Data sharing from Comet @SDSC using Globus CLI
Consider a scenario where data from Comet cluster at SDSC needs to be shared with an arbitrary end user which does not have an account on Comet. While such sharing can be accomplished via Globus’s web app manually. This article discusses a scriptable method to accomplish this task. So it can be incorporated in existing computation workflows or Science Gateways. For data sharing we have three scenarios
- The end user does not have Globus account. (In this case we need to provision a new Globus account for this user by using their email address. Upon account provisioning Globus sends an account invitation to their email address with instructions to follow.)
- The end user has an existing Globus account and we know that their email address which we have is linked to their Globus identity. (No problems for this case)

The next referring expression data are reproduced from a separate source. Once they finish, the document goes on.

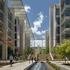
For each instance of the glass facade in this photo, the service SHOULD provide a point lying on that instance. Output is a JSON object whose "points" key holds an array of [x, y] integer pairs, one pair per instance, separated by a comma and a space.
{"points": [[65, 16]]}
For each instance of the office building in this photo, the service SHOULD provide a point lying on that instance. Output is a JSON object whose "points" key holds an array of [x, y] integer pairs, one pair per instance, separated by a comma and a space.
{"points": [[65, 19], [54, 25]]}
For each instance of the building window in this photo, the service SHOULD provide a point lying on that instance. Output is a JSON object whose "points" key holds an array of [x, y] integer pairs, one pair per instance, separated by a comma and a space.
{"points": [[1, 16], [58, 20], [67, 12], [67, 2], [58, 30], [57, 11]]}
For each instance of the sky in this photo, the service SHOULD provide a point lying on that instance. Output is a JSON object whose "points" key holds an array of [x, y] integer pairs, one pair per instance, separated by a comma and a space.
{"points": [[38, 15]]}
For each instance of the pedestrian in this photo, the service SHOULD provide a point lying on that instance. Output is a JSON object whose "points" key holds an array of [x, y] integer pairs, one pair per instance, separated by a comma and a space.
{"points": [[29, 57], [11, 60], [32, 59]]}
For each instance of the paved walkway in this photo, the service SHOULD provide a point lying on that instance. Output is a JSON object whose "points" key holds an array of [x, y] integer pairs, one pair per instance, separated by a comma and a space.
{"points": [[60, 64], [17, 66]]}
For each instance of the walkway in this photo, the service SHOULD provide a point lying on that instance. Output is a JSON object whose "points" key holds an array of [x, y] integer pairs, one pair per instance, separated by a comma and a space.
{"points": [[17, 66], [60, 64]]}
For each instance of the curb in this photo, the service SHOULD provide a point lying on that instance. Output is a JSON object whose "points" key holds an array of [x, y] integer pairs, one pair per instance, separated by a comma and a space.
{"points": [[27, 68]]}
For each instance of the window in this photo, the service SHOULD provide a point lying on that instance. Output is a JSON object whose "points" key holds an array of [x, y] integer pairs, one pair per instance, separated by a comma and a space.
{"points": [[58, 20], [67, 12]]}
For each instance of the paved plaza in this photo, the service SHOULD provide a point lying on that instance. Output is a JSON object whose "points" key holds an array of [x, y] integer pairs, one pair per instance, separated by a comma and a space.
{"points": [[60, 64], [16, 66]]}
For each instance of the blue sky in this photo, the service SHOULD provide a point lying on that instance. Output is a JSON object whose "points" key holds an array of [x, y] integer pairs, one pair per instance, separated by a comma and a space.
{"points": [[38, 14]]}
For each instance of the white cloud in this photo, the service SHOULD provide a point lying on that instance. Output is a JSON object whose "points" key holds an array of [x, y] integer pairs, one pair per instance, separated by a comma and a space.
{"points": [[36, 43], [40, 32], [37, 24], [43, 32], [39, 20], [27, 8], [34, 29]]}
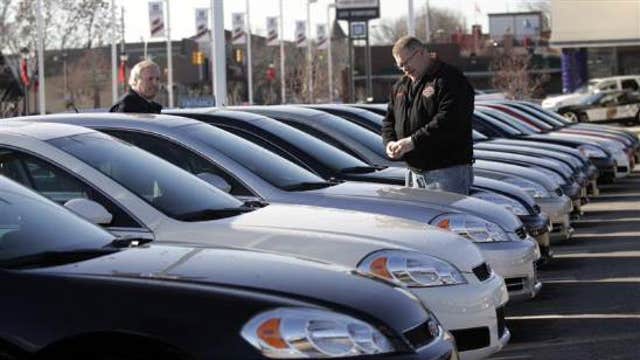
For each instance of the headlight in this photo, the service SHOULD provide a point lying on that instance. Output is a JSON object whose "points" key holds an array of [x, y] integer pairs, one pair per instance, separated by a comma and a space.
{"points": [[591, 151], [512, 205], [296, 333], [411, 269], [532, 188], [550, 173], [471, 227]]}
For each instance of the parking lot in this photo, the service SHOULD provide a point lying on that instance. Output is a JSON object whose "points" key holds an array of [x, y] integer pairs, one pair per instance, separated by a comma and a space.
{"points": [[589, 307]]}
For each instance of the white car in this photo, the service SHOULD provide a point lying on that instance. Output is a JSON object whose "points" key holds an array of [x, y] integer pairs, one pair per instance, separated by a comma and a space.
{"points": [[626, 82], [148, 197]]}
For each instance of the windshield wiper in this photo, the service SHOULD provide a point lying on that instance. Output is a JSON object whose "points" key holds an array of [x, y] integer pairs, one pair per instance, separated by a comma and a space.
{"points": [[54, 258], [213, 214], [309, 185], [128, 241], [358, 170]]}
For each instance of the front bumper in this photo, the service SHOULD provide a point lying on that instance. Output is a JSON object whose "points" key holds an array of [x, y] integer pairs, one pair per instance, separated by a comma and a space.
{"points": [[470, 309], [514, 261], [538, 226], [558, 210]]}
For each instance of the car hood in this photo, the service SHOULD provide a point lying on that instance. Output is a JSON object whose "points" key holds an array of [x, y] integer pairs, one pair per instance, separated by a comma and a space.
{"points": [[321, 283], [338, 236], [422, 200], [498, 171]]}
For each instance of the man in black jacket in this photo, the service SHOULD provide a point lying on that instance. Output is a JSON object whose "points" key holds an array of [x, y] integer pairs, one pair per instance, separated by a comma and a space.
{"points": [[428, 122], [144, 83]]}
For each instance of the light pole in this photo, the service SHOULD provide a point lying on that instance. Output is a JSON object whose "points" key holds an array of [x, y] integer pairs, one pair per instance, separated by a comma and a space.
{"points": [[329, 51]]}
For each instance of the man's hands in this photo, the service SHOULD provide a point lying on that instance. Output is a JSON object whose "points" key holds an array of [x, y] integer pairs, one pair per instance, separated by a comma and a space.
{"points": [[396, 149]]}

- The end user has a Globus account, but the email address which we have is not linked to their Globus identity. (In this case we can provision a Globus account for the email address that we have, then email them a special URL, which on opening prompts the user to add and associate this new identity to their original Globus account if any. This only needs to be done once for each email address that a user wishes to associate with their original Globus identity.)
So we can handle each case in a distinct manner, but in practice we can simply use the solution for the last case, which automatically degenerates to other cases.
Note: These instructions are ONLY for sharing data from Comet cluster at SDSC to other end users, so if you wish to access your own data on Comet cluster via Globus you don't need anything special and hence this method is not applicable.
Table of contents
- Globus CLI setup on Comet cluster at SDSC
- Create and activate a new shared endpoint on Comet
- Data sharing
- Data download instruction for end user
Access control list (aka ACL) encapsulates a way to manage read/write privileges on an endpoint or a folder inside an endpoint in a granular manner.
Command line interface (aka CLI) also known as console user interface is a means of interacting with a program via predefined commands in form of text (command lines) with appropriate arguments.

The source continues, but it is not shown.